ECE 5464 Applications of Machine Learning
Applications of Machine Learning (ML) for predictive data analytics. Probability for ML including conditional probability, the product and chain rule, and the Theorem of Total Probability. Data preparation for ML algorithms, normalization, cleaning, and imputation of missing values. Information-based learning using decision trees. Similarity-based methods, data classification and clustering. Probability-based learning, conditional probability and Bayes’ theorem, and applications. Linear and logistic regression and optimization-based learning. Performance evaluation of ML systems. Artificial Neural Networks. Real-world applications of ML and case studies. Not for CPE-MS, EE-MS, CPE-PhD, or EE-PhD credit. May be taken for CPE-MEng or EE-MEng credit.
Why take this course?
Recent advances in Machine Learning (ML) algorithms and software implementations of these algorithms are essential tools in many computer and electrical engineering application areas. This course provides graduate students an introduction to the fundamental ML concepts and will prepare these students for subsequent graduate courses in specific research areas. The course focuses on the application of ML techniques through their use in real-world case studies.
- Apply standard Machine Learning (ML) approaches in real-world scenarios using software tools for predictive data analysis.

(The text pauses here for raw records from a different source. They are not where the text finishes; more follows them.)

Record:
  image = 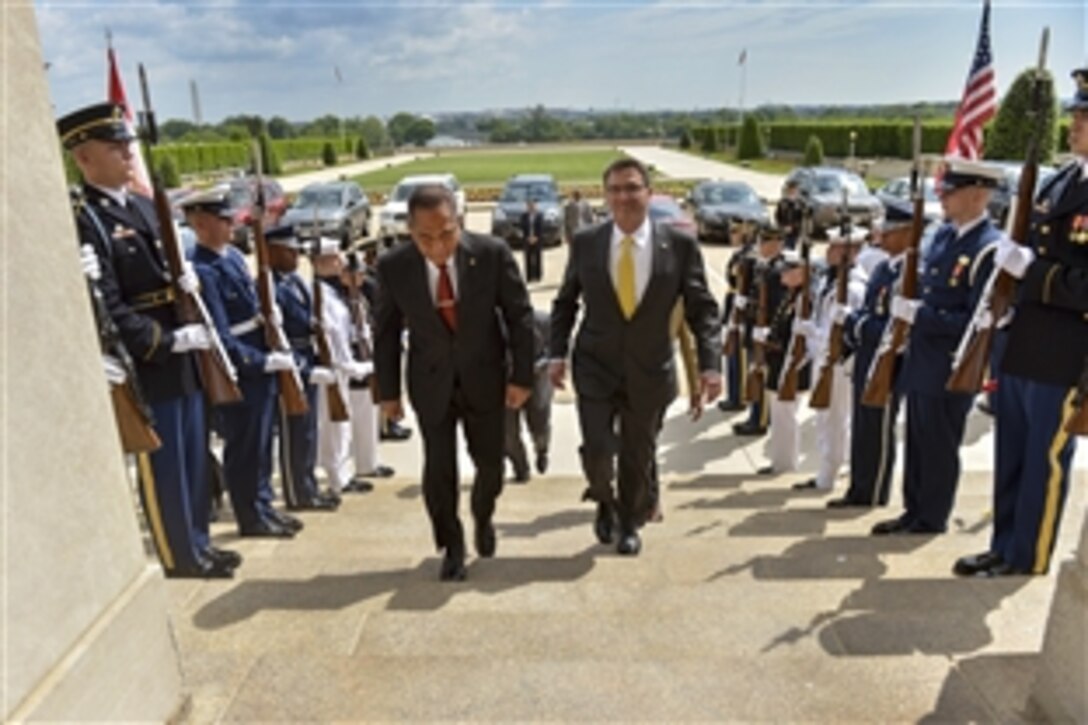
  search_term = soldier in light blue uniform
[265,225,339,511]
[953,69,1088,577]
[182,189,298,538]
[873,158,1001,534]
[57,103,240,578]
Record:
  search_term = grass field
[355,147,621,193]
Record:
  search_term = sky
[35,0,1088,123]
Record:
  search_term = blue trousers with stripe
[137,392,210,574]
[219,376,276,531]
[990,374,1076,574]
[903,392,974,531]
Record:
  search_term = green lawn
[355,147,621,193]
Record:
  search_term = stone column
[0,0,183,722]
[1031,507,1088,723]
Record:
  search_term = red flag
[106,46,151,196]
[944,0,998,159]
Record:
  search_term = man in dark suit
[953,69,1088,577]
[549,159,721,555]
[374,186,533,580]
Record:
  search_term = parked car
[876,176,944,219]
[987,160,1058,229]
[224,176,287,253]
[378,174,465,247]
[782,167,883,235]
[491,174,562,247]
[650,194,695,236]
[688,181,769,244]
[282,182,370,249]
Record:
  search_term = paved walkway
[168,241,1088,723]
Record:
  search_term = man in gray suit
[374,186,533,580]
[549,159,721,555]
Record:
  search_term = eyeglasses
[605,184,646,196]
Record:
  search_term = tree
[984,69,1058,163]
[385,111,416,146]
[737,114,766,161]
[803,136,824,167]
[355,136,370,161]
[405,118,435,146]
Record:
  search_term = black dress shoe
[475,521,495,558]
[205,546,242,569]
[952,551,1004,577]
[238,521,295,539]
[733,422,767,435]
[593,503,616,543]
[379,420,411,441]
[616,528,642,556]
[438,549,468,581]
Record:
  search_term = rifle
[1065,357,1088,435]
[744,262,770,403]
[87,280,162,453]
[313,242,351,422]
[778,210,813,402]
[249,140,310,416]
[862,116,926,408]
[945,28,1050,394]
[138,63,242,405]
[347,251,379,403]
[808,188,853,410]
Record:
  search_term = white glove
[891,295,922,324]
[993,237,1035,280]
[264,353,295,372]
[177,261,200,295]
[102,355,128,385]
[79,244,102,282]
[310,366,336,385]
[344,360,374,380]
[170,324,211,353]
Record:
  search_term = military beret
[180,187,234,219]
[940,156,1004,192]
[57,103,136,149]
[1065,67,1088,111]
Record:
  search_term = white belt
[230,315,264,337]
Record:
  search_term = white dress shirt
[608,216,654,305]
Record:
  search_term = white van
[378,174,465,247]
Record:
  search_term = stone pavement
[168,241,1088,723]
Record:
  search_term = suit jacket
[1002,158,1088,385]
[75,186,199,403]
[374,232,533,423]
[551,222,721,409]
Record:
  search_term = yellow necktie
[616,236,638,320]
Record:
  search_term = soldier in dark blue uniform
[953,69,1088,576]
[827,195,913,508]
[873,158,1001,534]
[57,103,240,578]
[265,225,339,511]
[183,189,295,538]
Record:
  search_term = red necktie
[436,265,457,332]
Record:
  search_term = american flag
[944,0,998,159]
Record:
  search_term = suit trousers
[816,361,854,491]
[990,374,1076,574]
[903,392,973,532]
[578,391,664,528]
[136,392,210,574]
[219,374,277,531]
[420,384,505,552]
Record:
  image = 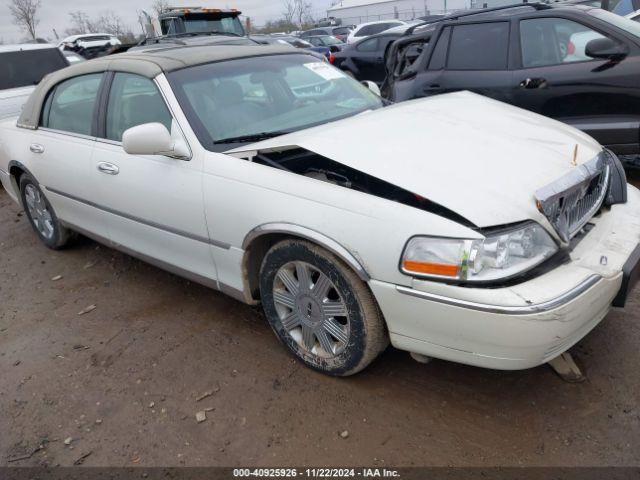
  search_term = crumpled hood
[228,92,602,231]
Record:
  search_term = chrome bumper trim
[396,275,602,315]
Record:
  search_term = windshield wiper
[213,130,291,145]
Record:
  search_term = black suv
[383,3,640,155]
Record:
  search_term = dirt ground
[0,181,640,466]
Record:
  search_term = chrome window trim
[37,127,97,142]
[396,274,602,315]
[44,187,231,250]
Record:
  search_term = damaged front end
[230,146,475,228]
[535,150,627,244]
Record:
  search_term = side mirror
[122,123,191,159]
[584,38,629,61]
[360,80,381,96]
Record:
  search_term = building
[327,0,472,25]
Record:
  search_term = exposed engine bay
[242,148,475,228]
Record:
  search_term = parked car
[333,27,404,84]
[62,50,87,65]
[251,35,333,62]
[58,33,122,59]
[316,17,342,27]
[382,4,640,155]
[0,46,640,375]
[149,6,246,37]
[347,20,405,43]
[626,10,640,22]
[128,33,259,52]
[299,25,354,43]
[554,0,640,17]
[0,43,69,118]
[304,35,346,53]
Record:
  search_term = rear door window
[41,73,102,135]
[0,48,68,90]
[106,73,172,142]
[447,22,509,70]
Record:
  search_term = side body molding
[242,222,371,282]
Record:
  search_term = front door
[91,73,217,283]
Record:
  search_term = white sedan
[0,46,640,375]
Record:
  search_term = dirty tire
[260,239,389,376]
[20,173,72,250]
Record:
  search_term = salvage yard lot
[0,182,640,466]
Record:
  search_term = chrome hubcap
[24,184,54,240]
[273,262,350,358]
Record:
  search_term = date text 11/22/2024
[233,468,400,478]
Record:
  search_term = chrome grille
[535,151,611,242]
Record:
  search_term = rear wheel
[260,240,388,376]
[20,173,71,250]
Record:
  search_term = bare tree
[294,0,313,28]
[9,0,42,40]
[282,0,297,23]
[151,0,169,15]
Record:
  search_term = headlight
[400,222,558,282]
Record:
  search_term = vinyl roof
[18,45,302,129]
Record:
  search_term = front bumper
[370,187,640,370]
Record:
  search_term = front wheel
[20,173,71,250]
[260,240,389,376]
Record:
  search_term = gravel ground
[0,182,640,466]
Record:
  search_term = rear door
[424,21,512,102]
[513,17,640,154]
[30,73,107,237]
[90,73,216,283]
[352,35,398,83]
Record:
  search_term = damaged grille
[535,151,611,242]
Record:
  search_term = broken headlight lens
[400,222,558,282]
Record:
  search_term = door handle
[520,78,547,88]
[29,143,44,153]
[98,162,120,175]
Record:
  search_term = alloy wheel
[24,183,55,240]
[273,261,350,358]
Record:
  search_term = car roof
[356,18,405,29]
[0,43,58,53]
[18,45,308,129]
[129,34,257,53]
[406,0,597,35]
[62,33,115,43]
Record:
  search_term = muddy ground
[0,181,640,466]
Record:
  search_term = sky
[0,0,330,43]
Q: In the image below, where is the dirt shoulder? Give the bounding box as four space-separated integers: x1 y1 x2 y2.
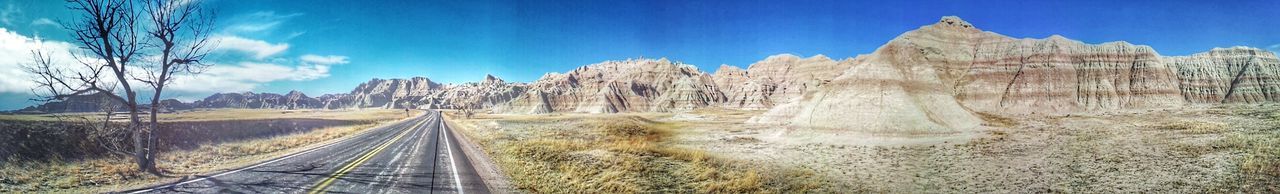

- Prepare raw data sets for use by ML algorithms and software using appropriate techniques.
- Formulate decision-tree solutions in information-based learning applications.
- Perform data classification and clustering for ML applications using similarity metrics.
- Compute probability-based solutions for inference and prediction using Bayes’ theorem.
- Apply optimization-based learning and regression techniques to engineering applications.
- Evaluate ML approaches and systems using standard performance measures for specific case studies.